- New EU Hosts who welcomed their first guest in 2022 have collectively earned more than €270 million.
- Half of new EU listings received a booking within two days of activation, three-quarters within eight days.
Airbnb started in 2008 during the Great Recession to help people afford their homes. Today, as households across the EU battle a cost of living crisis, we are sharing new data on the income that hosting is generating for new Hosts across the EU.
New data shared today shows EU Hosts who welcomed their first guest in H1 2022 have already earned more than €270 million1. As guests seek affordable travel options across the EU, Hosts have not had to wait long to generate an income from their home – half of new EU listings in Q2 2022 received a booking within just two days of being active on the platform, and three-quarters received a booking within eight days2.
More than 40 percent of EU Hosts say they share their homes to help afford rising living costs3 with the typical EU Host earning just over €3,000 in 2021 – an increase of 18 percent compared to 2019 and equivalent to two months’ additional pay for the median EU household.
EU Hosts have welcomed more guests on Airbnb than any other region in the world and have collectively earned more than €43 billion by renting their homes on Airbnb4. The vast majority of EU Hosts have just one listing and many are located outside of urban centers which helps spread tourism benefits to local families and communities.
Based on a survey of EU Hosts, nearly one in five said they or someone in their household work in either education or healthcare. More than half who self-report their gender are women, over a half are in full or part-time employment, and over a quarter are retirees5.
“Hosting is an economic lifeline for many everyday Europeans that helps them afford rising inflation and living costs – but burdensome local rules mean many others are shut out from the opportunity.

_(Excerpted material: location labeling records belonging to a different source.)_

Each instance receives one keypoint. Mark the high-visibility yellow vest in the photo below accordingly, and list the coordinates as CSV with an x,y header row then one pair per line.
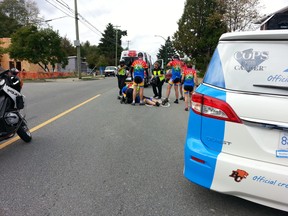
x,y
158,73
122,72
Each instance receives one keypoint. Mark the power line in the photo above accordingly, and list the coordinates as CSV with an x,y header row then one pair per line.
x,y
70,12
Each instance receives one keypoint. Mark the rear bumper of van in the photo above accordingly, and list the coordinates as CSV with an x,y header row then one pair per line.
x,y
253,180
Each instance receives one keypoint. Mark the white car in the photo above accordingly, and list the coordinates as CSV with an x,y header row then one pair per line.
x,y
110,71
237,135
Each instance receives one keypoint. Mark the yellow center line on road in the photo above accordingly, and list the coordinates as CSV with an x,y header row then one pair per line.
x,y
3,145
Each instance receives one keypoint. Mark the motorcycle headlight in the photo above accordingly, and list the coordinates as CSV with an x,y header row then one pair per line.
x,y
2,82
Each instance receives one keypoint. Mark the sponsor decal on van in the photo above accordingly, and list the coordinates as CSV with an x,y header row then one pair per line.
x,y
238,175
250,60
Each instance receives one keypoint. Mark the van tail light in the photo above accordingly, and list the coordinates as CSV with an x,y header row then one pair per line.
x,y
213,108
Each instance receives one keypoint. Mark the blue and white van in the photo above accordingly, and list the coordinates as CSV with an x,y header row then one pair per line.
x,y
237,136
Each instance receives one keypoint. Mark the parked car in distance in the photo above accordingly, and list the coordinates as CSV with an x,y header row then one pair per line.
x,y
237,135
110,71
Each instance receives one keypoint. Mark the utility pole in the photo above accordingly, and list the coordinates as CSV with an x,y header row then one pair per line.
x,y
128,44
116,44
77,41
165,51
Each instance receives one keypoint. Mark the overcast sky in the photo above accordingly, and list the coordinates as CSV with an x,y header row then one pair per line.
x,y
142,19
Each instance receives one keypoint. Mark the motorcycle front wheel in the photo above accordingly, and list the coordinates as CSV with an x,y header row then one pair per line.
x,y
24,132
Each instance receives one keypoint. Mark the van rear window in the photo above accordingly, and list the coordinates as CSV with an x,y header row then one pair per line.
x,y
256,66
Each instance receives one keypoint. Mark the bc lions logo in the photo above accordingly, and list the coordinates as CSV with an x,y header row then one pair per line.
x,y
238,175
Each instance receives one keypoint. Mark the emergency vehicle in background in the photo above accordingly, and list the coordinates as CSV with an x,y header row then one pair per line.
x,y
130,55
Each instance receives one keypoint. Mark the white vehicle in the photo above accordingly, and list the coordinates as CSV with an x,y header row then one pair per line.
x,y
237,136
130,55
110,71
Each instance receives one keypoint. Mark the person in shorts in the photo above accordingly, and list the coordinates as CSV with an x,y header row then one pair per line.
x,y
138,68
176,66
189,80
121,76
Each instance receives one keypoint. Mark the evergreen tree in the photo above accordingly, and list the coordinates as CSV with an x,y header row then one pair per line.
x,y
240,15
199,29
38,46
107,45
166,51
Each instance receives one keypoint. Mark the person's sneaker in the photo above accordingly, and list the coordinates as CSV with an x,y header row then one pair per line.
x,y
164,101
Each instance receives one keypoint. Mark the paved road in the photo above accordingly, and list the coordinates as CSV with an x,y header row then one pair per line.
x,y
104,158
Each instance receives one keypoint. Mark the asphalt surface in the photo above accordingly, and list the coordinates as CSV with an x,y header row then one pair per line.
x,y
104,158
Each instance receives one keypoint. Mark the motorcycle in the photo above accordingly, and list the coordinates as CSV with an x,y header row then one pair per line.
x,y
12,115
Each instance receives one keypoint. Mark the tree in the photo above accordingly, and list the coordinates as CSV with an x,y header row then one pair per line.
x,y
67,46
38,46
24,12
7,25
241,14
199,29
91,53
166,51
107,45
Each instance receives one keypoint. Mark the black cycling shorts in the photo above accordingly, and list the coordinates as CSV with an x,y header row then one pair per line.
x,y
138,79
188,88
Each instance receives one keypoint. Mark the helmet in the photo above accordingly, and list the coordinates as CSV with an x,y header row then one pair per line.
x,y
14,71
176,56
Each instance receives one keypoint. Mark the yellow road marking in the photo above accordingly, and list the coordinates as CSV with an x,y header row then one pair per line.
x,y
10,141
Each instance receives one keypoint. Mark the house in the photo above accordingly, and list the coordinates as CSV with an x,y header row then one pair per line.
x,y
72,65
276,20
6,62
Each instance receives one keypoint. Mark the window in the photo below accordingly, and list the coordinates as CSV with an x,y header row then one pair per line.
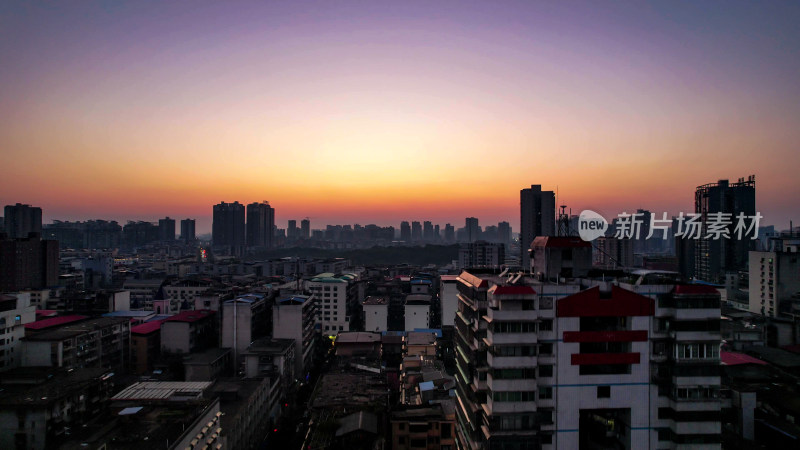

We hope the EU will use the forthcoming STR initiative to help give more EU citizens the option to share their homes to boost their income, while giving governments the tools they need to clamp down on speculators and overtourism.” – Georgina Browes, Head of EU Policy at Airbnb.
Fragmented rules that are often designed with large-scale tourism operators in mind mean many EU citizens are not able to share their homes. The European Commission is currently drafting proposals for new harmonized EU-wide rules, and Airbnb has put forward its vision on how to unlock the benefits of hosting for millions of everyday Europeans while giving governments the tools they need to clamp down on speculators and tackle overtourism.
The EU short term rental initiative consultation received over 5,500 responses, 80 percent of which were from EU citizens, including short-term rental hosts struggling with disproportionate local rules.
Airbnb’s proposals are set out in our EU Host Action Plan, which Airbnb launched in December in response to the EU’s consultation.
1. H1 2022 Earnings for new Hosts in EU who welcomed their first guest (approx. $265 million). 2. For listings that were first activated in Q2 2022 in the EU, based on the bookings made the same quarter. 3. Based on an Airbnb survey of over 36,000 Hosts with bookings between June 1, 2021 and December 31, 2021 and surveyed between February 17, 2022 and March 31, 2022. Margin of error under 2%. 4. Data as of December 31, 2021 (approx. $42 billion). 5. Airbnb survey, as above.
Airbnb was born in 2007 when two Hosts welcomed three guests to their San Francisco home, and has since grown to over 4 million Hosts who have welcomed more than 1 billion guest arrivals across over 220 countries and regions. Travel on Airbnb keeps more of the financial benefits of tourism with the people and places that make it happen. Airbnb has generated billions of dollars in earnings for Hosts, most of whom are individuals listing the homes in which they live. Among Hosts who report their gender, more than half are women, and one in five employed Hosts are either teachers or healthcare workers. Travel on Airbnb also has generated more than $4 billion in tax revenue around the world. Airbnb has helped advance more than 1,000 regulatory frameworks for short-term rentals, including in 80% of our top 200 geographies. In late 2020, to support our continued expansion and diversification, we launched the City Portal to provide governments with a one-stop shop that supports data sharing and compliance with local registration rules. We continue to invest in innovations and tools to support our ongoing work with governments around the world to advance travel that best serves communities.
Airbnb.org is a nonprofit organization dedicated to facilitating temporary stays for people in times of crisis around the world. Airbnb.org operates independently and leverages Airbnb, Inc.”s technology, services, and other resources at no charge to carry out Airbnb.org”s charitable purpose. The inspiration for Airbnb.org began in 2012 with a single host named Shell who opened up her home to people impacted by Hurricane Sandy. This sparked a movement and marked the beginning of a program that allows Hosts on Airbnb to provide stays for people in times of need. Since then, the program has evolved to focus on emergency response and to help provide stays to evacuees, relief workers, refugees, asylum seekers, and frontline workers fighting the spread of COVID-19. Since then, Hosts have offered to open up their homes and helped provide accommodations to 100,000 people in times of need. Airbnb.org is a separate and independent entity from Airbnb, Inc. Airbnb, Inc. does not charge service fees for Airbnb.org supported stays on its platform.